Na terceira reportagem da série do NE1 “Reféns do Morro”, que revisita, após um ano, as famílias afetadas pelas chuvas que provocou a maior tragédia de Pernambuco do século, profissionais do HR, na área central do Recife, relembram o plantão do dia com mais ocorrências de chamados para socorro (veja o vídeo completo que foi ao ar no telejornal no final desta reportagem).
A maior parte das vítimas dos deslizamentos foram levadas para o HR. A chefe de plantão do hospital, Claudia Oliveira, lembra que uma força-tarefa foi montada para conseguir atender todos os que chegavam, sem que descuidassem de tantos outros que já estavam internados.
“Foi um plantão traumatizante, um caos. A gente já estava num plantão noturno e tivemos que dobrar. Não estávamos preparados psicologicamente, então foi difícil”, lembra Claudia.
Os pacientes que chegavam eram levados para a sala vermelha da Unidade de Trauma do HR, para onde vão os casos mais graves. Naquele sábado deveria haver 12 enfermeiros de plantão, mas apenas seis conseguiram chegar no hospital.
“A Agamenon [Magalhães, avenida na área central do Recife, onde fica o HR] estava totalmente inundada. Me perguntei ‘meu Deus como que as ambulâncias vão passar para trazer as pessoas para cá?’, era um rio”, disse Claudia, que define o dia como o mais difícil da vida dela.
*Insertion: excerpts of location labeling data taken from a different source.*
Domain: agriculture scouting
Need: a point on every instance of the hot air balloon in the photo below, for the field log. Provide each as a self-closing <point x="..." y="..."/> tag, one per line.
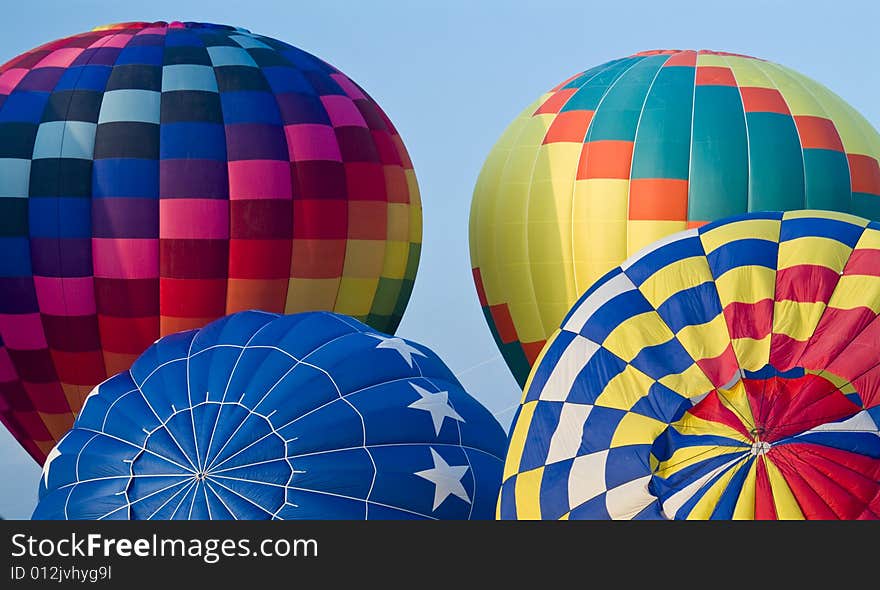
<point x="725" y="372"/>
<point x="639" y="148"/>
<point x="157" y="176"/>
<point x="259" y="416"/>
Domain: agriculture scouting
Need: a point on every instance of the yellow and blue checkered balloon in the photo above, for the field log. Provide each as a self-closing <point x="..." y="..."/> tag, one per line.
<point x="729" y="371"/>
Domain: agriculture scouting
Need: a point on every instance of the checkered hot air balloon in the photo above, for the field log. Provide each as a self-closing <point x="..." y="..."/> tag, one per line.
<point x="641" y="147"/>
<point x="157" y="176"/>
<point x="259" y="416"/>
<point x="725" y="372"/>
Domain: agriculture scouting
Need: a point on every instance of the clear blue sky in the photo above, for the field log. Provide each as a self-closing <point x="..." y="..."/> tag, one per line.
<point x="452" y="75"/>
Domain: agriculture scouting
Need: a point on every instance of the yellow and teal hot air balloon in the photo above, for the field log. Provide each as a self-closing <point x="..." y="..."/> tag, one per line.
<point x="639" y="148"/>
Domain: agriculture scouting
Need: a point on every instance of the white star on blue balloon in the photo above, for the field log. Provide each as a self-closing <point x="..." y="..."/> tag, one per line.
<point x="446" y="479"/>
<point x="400" y="345"/>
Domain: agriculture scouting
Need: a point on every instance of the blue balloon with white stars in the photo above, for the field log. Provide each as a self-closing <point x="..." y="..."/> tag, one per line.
<point x="265" y="416"/>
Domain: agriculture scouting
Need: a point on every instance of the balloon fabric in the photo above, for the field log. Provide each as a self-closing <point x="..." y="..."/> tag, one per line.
<point x="260" y="416"/>
<point x="725" y="372"/>
<point x="157" y="176"/>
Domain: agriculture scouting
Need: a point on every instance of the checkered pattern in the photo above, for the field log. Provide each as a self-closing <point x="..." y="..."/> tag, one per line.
<point x="636" y="149"/>
<point x="649" y="398"/>
<point x="156" y="176"/>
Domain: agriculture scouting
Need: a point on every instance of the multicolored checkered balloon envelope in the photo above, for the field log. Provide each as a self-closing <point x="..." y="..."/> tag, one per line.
<point x="641" y="147"/>
<point x="157" y="176"/>
<point x="258" y="416"/>
<point x="730" y="371"/>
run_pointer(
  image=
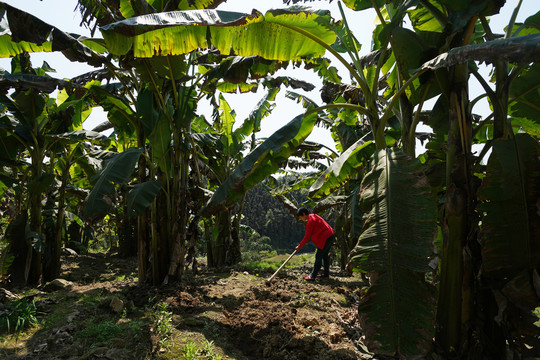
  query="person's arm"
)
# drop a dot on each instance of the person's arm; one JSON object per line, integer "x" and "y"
{"x": 309, "y": 228}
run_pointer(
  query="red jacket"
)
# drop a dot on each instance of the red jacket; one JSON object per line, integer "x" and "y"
{"x": 318, "y": 230}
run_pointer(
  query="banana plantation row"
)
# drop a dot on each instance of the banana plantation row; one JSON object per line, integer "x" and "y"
{"x": 448, "y": 239}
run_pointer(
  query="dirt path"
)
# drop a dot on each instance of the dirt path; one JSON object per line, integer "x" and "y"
{"x": 236, "y": 311}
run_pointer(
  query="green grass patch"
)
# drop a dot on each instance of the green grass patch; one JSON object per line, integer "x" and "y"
{"x": 101, "y": 333}
{"x": 21, "y": 314}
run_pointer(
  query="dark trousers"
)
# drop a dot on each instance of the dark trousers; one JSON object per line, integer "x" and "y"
{"x": 322, "y": 257}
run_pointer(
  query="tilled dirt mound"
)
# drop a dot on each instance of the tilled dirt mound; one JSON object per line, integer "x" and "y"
{"x": 236, "y": 309}
{"x": 286, "y": 319}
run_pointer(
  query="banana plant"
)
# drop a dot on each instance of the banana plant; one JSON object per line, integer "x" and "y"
{"x": 395, "y": 250}
{"x": 30, "y": 122}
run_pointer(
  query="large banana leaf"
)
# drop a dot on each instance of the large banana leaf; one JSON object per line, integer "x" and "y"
{"x": 229, "y": 32}
{"x": 117, "y": 170}
{"x": 343, "y": 168}
{"x": 397, "y": 312}
{"x": 522, "y": 49}
{"x": 264, "y": 160}
{"x": 510, "y": 193}
{"x": 140, "y": 196}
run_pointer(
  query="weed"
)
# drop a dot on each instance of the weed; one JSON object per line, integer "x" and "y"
{"x": 191, "y": 351}
{"x": 208, "y": 351}
{"x": 20, "y": 316}
{"x": 162, "y": 319}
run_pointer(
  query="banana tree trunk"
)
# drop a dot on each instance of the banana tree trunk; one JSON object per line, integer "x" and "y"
{"x": 33, "y": 268}
{"x": 454, "y": 304}
{"x": 142, "y": 229}
{"x": 54, "y": 261}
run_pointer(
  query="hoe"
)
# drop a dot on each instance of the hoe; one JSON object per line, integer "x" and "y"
{"x": 282, "y": 265}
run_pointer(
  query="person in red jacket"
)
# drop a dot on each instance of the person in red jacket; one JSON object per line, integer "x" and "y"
{"x": 322, "y": 236}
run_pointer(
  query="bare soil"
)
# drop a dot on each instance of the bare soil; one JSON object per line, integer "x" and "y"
{"x": 234, "y": 310}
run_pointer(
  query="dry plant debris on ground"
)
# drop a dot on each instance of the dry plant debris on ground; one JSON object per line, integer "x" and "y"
{"x": 103, "y": 313}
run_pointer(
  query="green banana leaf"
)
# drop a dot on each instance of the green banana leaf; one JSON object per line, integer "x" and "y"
{"x": 118, "y": 110}
{"x": 510, "y": 193}
{"x": 263, "y": 161}
{"x": 81, "y": 135}
{"x": 522, "y": 49}
{"x": 29, "y": 81}
{"x": 140, "y": 196}
{"x": 342, "y": 169}
{"x": 524, "y": 89}
{"x": 397, "y": 312}
{"x": 229, "y": 32}
{"x": 117, "y": 170}
{"x": 22, "y": 32}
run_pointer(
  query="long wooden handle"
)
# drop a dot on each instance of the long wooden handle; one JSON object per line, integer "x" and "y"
{"x": 282, "y": 265}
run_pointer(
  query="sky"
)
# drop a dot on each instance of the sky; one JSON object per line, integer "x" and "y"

Hospital da Restauração, no Derby, área central do Recife
Reprodução/TV Globo
Para eles, um dos atendimentos em especial serviu de reflexão para quem é, ao mesmo tempo, profissional da saúde e pai.
Uma das vítimas que chegou no hospital era um garoto de 13 anos, que tinha sido levado na ambulância do (Samu) por um socorrista que era o seu tio. O menino tinha sido soterrado e chegou ao hospital sem vida.
“Passa um filme na cabeça da gente. Aquele garoto tinha a mesma idade do meu filho. Você fica pensando, manda mensagem para família perguntando se está tudo bem, e sente a dor daquela família que perdeu um ente querido”, disse Alexandro.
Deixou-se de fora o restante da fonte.